The following post is from Robin Texeira, an Associate of Wide Angle Communications.
Now that you’ve signed up for a reputation monitoring service, what do you do when you receive your first report?
Read it! Look at your search engine rankings. When consumers search for your hospital are they finding what you want them to find? Your first page of search results should reflect the image you want to spread about your hospital. There are ways to improve your search results. Look into them if you aren’t seeing what you want.
Check any blog comments made about your hospital. There may not be a lot but even one means someone is talking about you. It took only one blogger complaining about his problems with a Dell computer to launch a revolution in Dell’s customer service attitude.

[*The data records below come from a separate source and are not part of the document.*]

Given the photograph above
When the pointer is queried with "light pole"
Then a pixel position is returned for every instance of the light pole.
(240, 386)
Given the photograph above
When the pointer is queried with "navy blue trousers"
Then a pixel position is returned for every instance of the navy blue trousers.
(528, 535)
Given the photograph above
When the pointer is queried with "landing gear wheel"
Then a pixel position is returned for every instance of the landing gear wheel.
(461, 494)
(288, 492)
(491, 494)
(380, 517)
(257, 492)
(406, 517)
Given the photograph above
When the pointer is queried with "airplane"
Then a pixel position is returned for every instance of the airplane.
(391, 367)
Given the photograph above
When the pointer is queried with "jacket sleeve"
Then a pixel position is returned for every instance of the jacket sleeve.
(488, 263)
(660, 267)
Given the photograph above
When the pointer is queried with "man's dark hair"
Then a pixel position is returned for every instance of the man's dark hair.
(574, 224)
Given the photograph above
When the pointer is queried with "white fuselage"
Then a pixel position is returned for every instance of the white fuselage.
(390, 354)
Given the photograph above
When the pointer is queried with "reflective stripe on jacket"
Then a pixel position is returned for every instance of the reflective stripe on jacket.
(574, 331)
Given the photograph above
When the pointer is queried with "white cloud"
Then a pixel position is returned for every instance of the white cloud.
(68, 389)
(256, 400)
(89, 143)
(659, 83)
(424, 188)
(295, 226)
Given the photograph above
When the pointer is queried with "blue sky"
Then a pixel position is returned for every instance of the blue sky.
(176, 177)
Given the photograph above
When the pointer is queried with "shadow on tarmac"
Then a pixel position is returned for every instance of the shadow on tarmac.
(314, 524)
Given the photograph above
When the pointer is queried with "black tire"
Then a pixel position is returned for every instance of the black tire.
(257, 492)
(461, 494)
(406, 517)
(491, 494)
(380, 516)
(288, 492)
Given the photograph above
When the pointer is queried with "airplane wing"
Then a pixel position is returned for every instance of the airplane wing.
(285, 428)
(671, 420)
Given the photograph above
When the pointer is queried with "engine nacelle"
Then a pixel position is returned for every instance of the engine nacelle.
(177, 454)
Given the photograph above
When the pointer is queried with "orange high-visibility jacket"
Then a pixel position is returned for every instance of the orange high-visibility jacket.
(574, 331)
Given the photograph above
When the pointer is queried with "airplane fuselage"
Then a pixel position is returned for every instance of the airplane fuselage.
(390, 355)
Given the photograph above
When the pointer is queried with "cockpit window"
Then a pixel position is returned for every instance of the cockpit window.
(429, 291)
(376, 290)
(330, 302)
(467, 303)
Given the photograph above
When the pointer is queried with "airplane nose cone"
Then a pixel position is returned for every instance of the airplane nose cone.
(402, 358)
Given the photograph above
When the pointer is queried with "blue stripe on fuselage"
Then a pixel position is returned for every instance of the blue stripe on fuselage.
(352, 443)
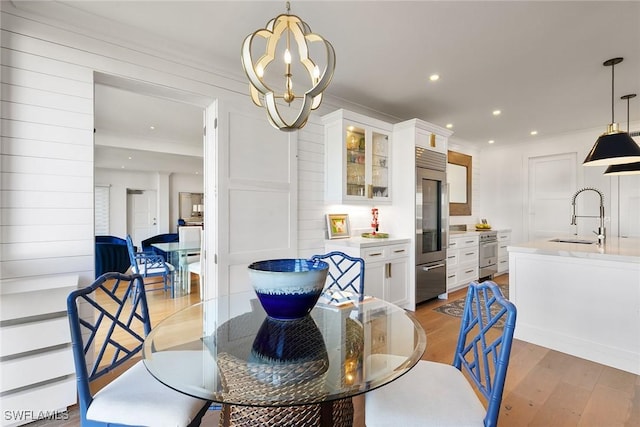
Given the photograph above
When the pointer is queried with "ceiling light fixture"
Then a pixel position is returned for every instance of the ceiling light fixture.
(292, 38)
(626, 168)
(613, 147)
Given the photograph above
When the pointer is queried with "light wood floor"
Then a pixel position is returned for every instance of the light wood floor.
(544, 388)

Respond. This is probably the most important thing you can do. A common blog posting I see for hospitals will be from a new parent. They are sharing pictures , bragging about the new baby and in doing so they mention the hospital where the child was born. Find the appropriate person in your hospital — the chief medical officer, chief nursing officer, risk manager, CEO or whomever you think appropriate — and get them to post a comment on the blog. Something as simple as thanks for mentioning us, we’re glad you choose our hospital for the birth of your child and that you had a positive experience with us. That’s it. You don’t have to sell yourself, go into detail or ask questions. It will take five minutes and can end up generating a lot of goodwill for your hospital.
Be prepared. For negative comments, bad search results, no search results. You have a crisis communications plans, right? Does it include how to handle an on-line reputation crisis? It should. You need to know how you’re going to respond if, for example, there were a major medical error at your hospital and someone starts blogging about it.
You may find that little is being said in social media about your hospital. So why bother checking? Why get involved? The benefit of starting a conversation is that it allows you to establish the direction future conversations will follow. One of the best and easiest ways to do this is to start a blog. Get your community talking about you. Start a blog where patients post experiences they have during their hospital stay – good or bad. Start a hospital team blog and let staff share their thoughts on the future of your hospital, the current healthcare situation, whatever strikes their fancy.
Social media in the form we know it today may look entirely different five years from now. But be assured that communication via social media on the Internet will continue to grow and evolve into a phenomenon that will require more and more participation on the part of organizations. The days when you can ignore what your community is saying and figure they need you no matter what are gone.